In a recent online battle that has captivated the cryptocurrency space, the XRP community engaged in a fiery debate with Max Keiser, advisor to the president of El Salvador and a well-known Bitcoin evangelist. Tensions escalated as both sides argued passionately about the nature of XRP and regulatory status.
The feud began when John E Deaton, Founder of Crypto-Law.us, tweeted that the U.S. Securities and Exchange Commission (SEC) cannot “kill” XRP. He drew parallels to the past when some SEC officials referred to Bitcoin as a security, which he deemed absurd.

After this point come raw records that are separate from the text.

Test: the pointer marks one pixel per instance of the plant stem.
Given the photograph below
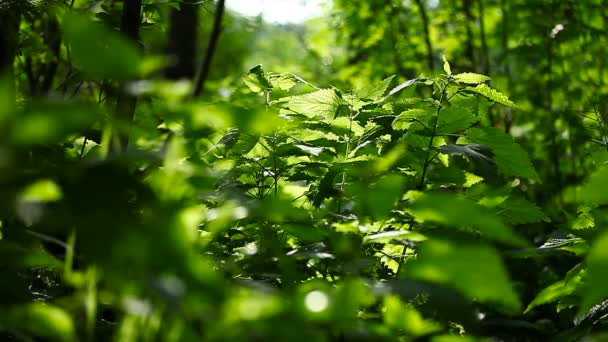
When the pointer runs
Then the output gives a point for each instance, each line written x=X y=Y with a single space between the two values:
x=428 y=158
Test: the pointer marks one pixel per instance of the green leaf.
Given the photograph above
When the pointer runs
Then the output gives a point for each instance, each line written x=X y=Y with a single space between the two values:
x=492 y=94
x=375 y=92
x=100 y=53
x=511 y=158
x=49 y=122
x=460 y=115
x=401 y=316
x=594 y=188
x=284 y=81
x=518 y=210
x=461 y=212
x=557 y=290
x=395 y=235
x=475 y=270
x=324 y=102
x=413 y=119
x=382 y=195
x=404 y=85
x=256 y=81
x=471 y=78
x=446 y=66
x=597 y=277
x=41 y=320
x=584 y=218
x=480 y=155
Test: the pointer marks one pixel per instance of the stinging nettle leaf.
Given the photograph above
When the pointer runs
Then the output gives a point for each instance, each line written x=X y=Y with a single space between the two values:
x=480 y=155
x=404 y=85
x=411 y=117
x=256 y=81
x=471 y=78
x=492 y=94
x=446 y=66
x=510 y=157
x=284 y=81
x=375 y=92
x=461 y=212
x=475 y=270
x=323 y=102
x=597 y=278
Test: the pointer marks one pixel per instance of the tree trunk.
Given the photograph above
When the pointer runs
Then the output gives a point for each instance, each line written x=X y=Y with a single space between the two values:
x=181 y=46
x=427 y=35
x=213 y=39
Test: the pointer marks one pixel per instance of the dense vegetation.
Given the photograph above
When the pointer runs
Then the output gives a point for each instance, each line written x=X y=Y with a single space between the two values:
x=395 y=171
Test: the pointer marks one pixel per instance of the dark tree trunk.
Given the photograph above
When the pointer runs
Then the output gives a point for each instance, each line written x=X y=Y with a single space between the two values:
x=9 y=32
x=470 y=50
x=427 y=35
x=213 y=39
x=53 y=41
x=125 y=105
x=181 y=46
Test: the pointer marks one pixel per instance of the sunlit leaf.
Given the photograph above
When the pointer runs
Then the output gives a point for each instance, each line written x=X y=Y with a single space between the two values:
x=492 y=94
x=40 y=319
x=510 y=157
x=284 y=81
x=324 y=102
x=456 y=211
x=475 y=270
x=375 y=92
x=413 y=119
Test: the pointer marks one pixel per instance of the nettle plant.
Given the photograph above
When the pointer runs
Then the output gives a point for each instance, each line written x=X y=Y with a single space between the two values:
x=382 y=184
x=411 y=201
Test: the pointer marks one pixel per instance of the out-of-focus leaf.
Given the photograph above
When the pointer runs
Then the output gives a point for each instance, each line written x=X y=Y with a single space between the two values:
x=44 y=190
x=475 y=270
x=557 y=290
x=50 y=122
x=461 y=212
x=41 y=320
x=100 y=53
x=518 y=210
x=256 y=81
x=399 y=315
x=597 y=277
x=471 y=78
x=594 y=188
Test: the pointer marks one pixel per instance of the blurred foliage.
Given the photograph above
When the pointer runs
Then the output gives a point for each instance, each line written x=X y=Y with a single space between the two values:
x=392 y=171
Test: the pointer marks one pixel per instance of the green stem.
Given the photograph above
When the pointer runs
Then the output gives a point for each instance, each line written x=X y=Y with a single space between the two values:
x=428 y=158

Deaton highlighted a video from 2015 featuring Joe Grundfest discussing this matter. While acknowledging that the SEC can cause damage and create fear, he emphasized that a transient regulator like Gary Gensler would eventually step down.
Deaton concluded by stating that XRP should not be considered a security, drawing attention to how Ethereum (ETH) was favored due to regulatory capture by certain investors.
Max Keiser swiftly responded with a tweet. Firstly, he dismissed the significance of the Hinman letter, a document that has been widely debated within the crypto community. According to Keiser, it held no weight and was essentially meaningless.
Keiser further challenged any past chatter about Bitcoin from the SEC between 2013 and 2015, claiming it was irrelevant since Bitcoin had surpassed the SEC’s jurisdiction. He stated that Gensler had also acknowledged this fact.
Implications For XRP & Ethereum
Keiser then dropped a bombshell, suggesting that both Ethereum and XRP would face SEC scrutiny as unregistered securities. He argued that the SEC was working in the interest of the banking cartel and operated as a protectorate for the banks.
Keiser warned that the SEC might employ national security and the Patriot Act to thwart the progress of ETH and XRP, effectively “killing” these projects. He disregarded the argument that “code is not a security,” deeming it a dead-end and proposing a separate discussion on the matter.
However, Keiser contended that Ripple and XRP had knowingly engaged in fraudulent activities to circumvent regulations, which he found to be the crux of the problem.
However, the outcome of this debate may have far-reaching consequences, influencing the future direction of the cryptocurrency market and shaping the regulatory landscape for years to come.